Citing examples, the expert gave specific warnings: “The incidence of acts of sexual violence continues to increase at an alarming rate… Pregnant women, persons in detention, minors and even babies are victims of individual or gang rapes, committed, to a worrying extent, by members of the Congolese national police and [the Congolese army].”

The expert urged this Council to “provide all necessary assistance to enable the independent expert to fulfill his complex mandate.”

In response, however, he was let go. The Council eliminated his mandate.

Tunisia spoke of “the positive developments in the human rights situation” in the Congo—indeed, “remarkable progress”—and criticized the expert’s report for not reflecting such “improvements”.

Egypt for the African Group said the DRC had an “environment conducive to the promotion and protection of human rights”; that “the mandate had not offered clear prospects for improving the human rights situation on the ground”; and therefore that “any renewal of the mandate would be counterproductive.” This was supported by Algeria, Russia and others.

Mr. President,

We must now ask: If the Council had heeded the reports of the monitor, instead of eliminating this early-warning mechanism, how many lives would have been saved?

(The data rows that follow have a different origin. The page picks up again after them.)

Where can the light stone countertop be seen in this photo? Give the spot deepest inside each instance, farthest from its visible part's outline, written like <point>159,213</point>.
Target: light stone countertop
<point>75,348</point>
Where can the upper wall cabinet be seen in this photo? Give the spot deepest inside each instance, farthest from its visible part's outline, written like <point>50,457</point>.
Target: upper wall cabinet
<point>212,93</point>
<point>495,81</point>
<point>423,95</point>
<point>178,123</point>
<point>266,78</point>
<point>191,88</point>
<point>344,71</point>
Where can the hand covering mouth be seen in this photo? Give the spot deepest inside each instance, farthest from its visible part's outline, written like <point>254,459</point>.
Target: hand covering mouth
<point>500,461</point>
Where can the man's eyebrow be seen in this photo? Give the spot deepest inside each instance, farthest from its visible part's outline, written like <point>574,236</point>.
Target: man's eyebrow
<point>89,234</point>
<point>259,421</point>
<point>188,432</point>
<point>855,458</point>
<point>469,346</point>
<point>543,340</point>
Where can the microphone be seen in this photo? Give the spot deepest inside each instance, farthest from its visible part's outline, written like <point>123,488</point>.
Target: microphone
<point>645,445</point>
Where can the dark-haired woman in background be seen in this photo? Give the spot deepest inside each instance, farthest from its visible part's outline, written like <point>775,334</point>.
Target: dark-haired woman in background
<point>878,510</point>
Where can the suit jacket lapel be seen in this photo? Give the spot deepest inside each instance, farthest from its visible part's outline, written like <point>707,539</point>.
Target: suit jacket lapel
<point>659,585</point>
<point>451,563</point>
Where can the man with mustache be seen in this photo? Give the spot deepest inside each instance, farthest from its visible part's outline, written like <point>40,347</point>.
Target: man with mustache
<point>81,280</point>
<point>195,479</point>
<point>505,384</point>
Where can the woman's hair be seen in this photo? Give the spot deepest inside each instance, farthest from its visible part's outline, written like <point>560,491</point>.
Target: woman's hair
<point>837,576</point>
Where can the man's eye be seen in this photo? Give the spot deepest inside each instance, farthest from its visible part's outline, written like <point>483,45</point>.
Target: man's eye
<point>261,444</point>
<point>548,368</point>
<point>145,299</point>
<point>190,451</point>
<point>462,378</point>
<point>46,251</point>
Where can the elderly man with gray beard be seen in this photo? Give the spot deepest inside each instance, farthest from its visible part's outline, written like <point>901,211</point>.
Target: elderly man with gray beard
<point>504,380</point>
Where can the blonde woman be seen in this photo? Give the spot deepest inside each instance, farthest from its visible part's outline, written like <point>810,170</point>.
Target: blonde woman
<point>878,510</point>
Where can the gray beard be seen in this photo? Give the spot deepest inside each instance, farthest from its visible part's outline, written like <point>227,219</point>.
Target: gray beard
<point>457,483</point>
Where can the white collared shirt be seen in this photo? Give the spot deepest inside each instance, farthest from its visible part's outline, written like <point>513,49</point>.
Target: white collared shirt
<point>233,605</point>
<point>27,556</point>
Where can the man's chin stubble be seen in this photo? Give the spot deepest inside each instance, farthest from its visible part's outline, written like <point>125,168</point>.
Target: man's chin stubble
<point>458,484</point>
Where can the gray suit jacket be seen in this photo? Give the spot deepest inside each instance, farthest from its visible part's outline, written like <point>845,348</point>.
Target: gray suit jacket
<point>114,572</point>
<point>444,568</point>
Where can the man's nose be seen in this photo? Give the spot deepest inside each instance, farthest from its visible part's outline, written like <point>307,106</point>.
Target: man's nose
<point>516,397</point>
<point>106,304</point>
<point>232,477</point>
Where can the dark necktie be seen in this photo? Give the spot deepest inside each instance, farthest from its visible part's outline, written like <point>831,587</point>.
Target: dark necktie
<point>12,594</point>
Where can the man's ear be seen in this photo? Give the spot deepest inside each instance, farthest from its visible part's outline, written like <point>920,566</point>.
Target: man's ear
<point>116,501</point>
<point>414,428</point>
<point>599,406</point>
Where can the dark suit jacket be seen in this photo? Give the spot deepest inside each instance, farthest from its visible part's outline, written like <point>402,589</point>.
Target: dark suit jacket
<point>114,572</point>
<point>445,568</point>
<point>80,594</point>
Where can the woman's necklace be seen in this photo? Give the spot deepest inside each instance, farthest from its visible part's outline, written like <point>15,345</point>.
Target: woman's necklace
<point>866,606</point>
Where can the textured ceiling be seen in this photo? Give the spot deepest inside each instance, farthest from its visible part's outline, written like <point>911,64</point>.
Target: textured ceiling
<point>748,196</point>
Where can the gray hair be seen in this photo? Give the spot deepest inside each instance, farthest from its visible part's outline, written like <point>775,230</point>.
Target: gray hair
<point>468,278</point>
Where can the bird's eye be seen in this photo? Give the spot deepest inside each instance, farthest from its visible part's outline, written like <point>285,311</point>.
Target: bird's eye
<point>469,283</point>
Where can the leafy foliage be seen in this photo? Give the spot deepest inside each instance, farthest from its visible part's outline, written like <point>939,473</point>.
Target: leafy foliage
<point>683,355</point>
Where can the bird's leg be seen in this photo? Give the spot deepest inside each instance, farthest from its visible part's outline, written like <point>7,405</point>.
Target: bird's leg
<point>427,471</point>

And if the resolution before us today fails to reinstate the monitor, or to investigate the latest crimes, how many lives will be lost tomorrow?

Thank you, Mr. President.


Human Rights Council President replies: “I thank United Nations Watch for their statement and I just want to make a point here. Delegations, when they speak, should please aim to contribute to this debate and they should be forward looking in their statements. We do not need, I believe, to revisit the March session here. We do not have soothsayers here, nor prophets, so I would like our debates to focus on how we can move the situation in the DRC forward rather than cast blames for statements that have been made in the past. I just thought I should make this clarification.”